Parménion et Morcus, ambassadeurs du roi d’Illyrie, et Métrodore, ambassadeur de celui de Macédoine, ne furent pas plutôt arrivés à Rhodes, que l’on assembla le conseil. Le trouble et la confusion y furent extrêmes. Tandis que Dinon soutenait hautement les intérêts de Persée, Théætète était épouvanté de ce qui venait d’arriver. Le retour des vaisseaux, le grand nombre de gens de cheval qui avaient été tués, l’union de Gentius avec Persée, tout cela l’effrayait. Le succès de l’assemblée fut tel qu’on devait l’attendre d’une délibération tumultueuse. On y résolut de répondre civilement aux ambassadeurs que le décret avait été fait pour terminer la guerre entre les deux puissances ennemies, et qu’au reste on les exhortait à entrer de bonne grâce dans l’accommodement qui serait proposé. Après quoi l’on régala magnifiquement les ambassadeurs d’Illyrie. (Ibid.)


Gentius, dit Polybe, dans son livre xxixe, était un roi d’Illyrie qui, par suite de la violence de son caractère, commit beaucoup de crimes pendant sa vie. Il passait le jour et la nuit à s’enivrer. Après avoir tué son frère Pleurate, fiancé à la fille de Ménunius, il épousa lui-même cette jeune fille. Il se montra toujours cruel envers ses sujets. (Athenæi lib. x, c. 1.) Schweighæuser.

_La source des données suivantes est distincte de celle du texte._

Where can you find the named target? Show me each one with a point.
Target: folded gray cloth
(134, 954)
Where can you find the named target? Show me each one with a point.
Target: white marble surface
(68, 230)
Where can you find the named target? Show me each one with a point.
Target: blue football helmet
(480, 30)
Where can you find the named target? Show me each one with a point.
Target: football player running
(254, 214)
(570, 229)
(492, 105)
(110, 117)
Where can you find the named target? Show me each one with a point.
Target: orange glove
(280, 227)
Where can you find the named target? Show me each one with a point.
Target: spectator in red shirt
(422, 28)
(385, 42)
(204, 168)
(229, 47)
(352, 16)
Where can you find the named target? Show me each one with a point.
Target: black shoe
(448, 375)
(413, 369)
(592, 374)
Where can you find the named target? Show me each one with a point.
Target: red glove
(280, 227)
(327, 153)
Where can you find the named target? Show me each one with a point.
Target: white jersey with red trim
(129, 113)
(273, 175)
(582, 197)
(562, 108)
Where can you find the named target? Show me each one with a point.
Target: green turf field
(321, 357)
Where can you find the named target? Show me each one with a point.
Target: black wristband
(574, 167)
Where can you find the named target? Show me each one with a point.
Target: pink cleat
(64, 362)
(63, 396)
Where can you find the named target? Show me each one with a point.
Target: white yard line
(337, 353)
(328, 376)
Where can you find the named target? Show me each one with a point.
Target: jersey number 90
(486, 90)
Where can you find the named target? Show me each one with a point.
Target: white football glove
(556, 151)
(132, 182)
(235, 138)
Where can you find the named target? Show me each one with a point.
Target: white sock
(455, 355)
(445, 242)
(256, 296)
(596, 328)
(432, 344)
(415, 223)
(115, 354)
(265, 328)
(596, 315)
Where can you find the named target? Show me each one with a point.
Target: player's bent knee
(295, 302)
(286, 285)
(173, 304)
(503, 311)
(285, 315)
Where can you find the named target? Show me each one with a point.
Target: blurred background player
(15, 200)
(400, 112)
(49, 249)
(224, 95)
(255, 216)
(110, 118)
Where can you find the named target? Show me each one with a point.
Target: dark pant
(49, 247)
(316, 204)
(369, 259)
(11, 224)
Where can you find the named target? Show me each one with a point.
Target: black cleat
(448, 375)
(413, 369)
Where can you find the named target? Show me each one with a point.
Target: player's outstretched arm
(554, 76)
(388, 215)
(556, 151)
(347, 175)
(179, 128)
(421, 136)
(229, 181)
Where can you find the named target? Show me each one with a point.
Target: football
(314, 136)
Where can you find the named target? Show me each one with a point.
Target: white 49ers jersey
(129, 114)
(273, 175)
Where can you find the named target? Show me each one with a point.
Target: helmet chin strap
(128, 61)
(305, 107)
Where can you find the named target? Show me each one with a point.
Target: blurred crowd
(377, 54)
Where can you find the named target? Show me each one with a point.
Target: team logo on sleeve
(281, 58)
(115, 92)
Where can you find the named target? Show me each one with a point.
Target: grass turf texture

Les Romains combattaient courageusement, protégés par leur parma (espèce de petit bouclier) et par leur bouclier ligurien. (Suidas in Πάρμη.) Schweigh.


De Paul-Émile.


Entre ceux qui composaient son conseil, Scipion Nasica, gendre de Scipion l’Africain, et qui eut ensuite tant d’autorité dans le sénat, s’offrit le premier à y conduire des troupes pour tourner l’ennemi. Fabius Maximus, l’aîné des fils de Paul-Émile, qui était encore dans sa jeunesse, se présenta le second et fit paraître la même ardeur. Paul-Émile, ravi de leur bonne volonté, leur donna un corps de troupes moins nombreux que ne le croit Polybe, mais tel que le dit Scipion lui-même en écrivant à un roi pour lui rendre compte de son expédition..... Persée, qui voyait Paul-Émile tranquille dans son camp, était loin de s’attendre à ce qui le menaçait, lorsqu’un transfuge crétois, quittant la route et s’éloignant des troupes, vint lui apprendre le détour que prenaient les Romains pour venir l’envelopper. Cette nouvelle l’effraya, mais elle ne lui fit pas remuer son camp : seulement il envoya, sous la conduite de Milon, dix mille mercenaires et deux mille Macédoniens, avec ordre d’aller le plus promptement possible s’emparer des hauteurs. Polybe dit que les Romains tombèrent sur cette troupe pendant qu’elle était endormie ; mais Nasica raconte qu’il eut à soutenir sur le haut de la montagne un combat rude et périlleux ; qu’il fut lui-même attaqué par un soldat thrace d’entre les mercenaires qu’il tua d’un coup de sa javeline dans la poitrine ; que les ennemis ayant été mis en déroute, et Milon s’étant honteusement sauvé sans armes et en simple tunique, il les avait poursuivis sans aucun danger, et avait fait descendre son armée dans la plaine. (Plutarch. in Æmilio Paullo.) Schweigh.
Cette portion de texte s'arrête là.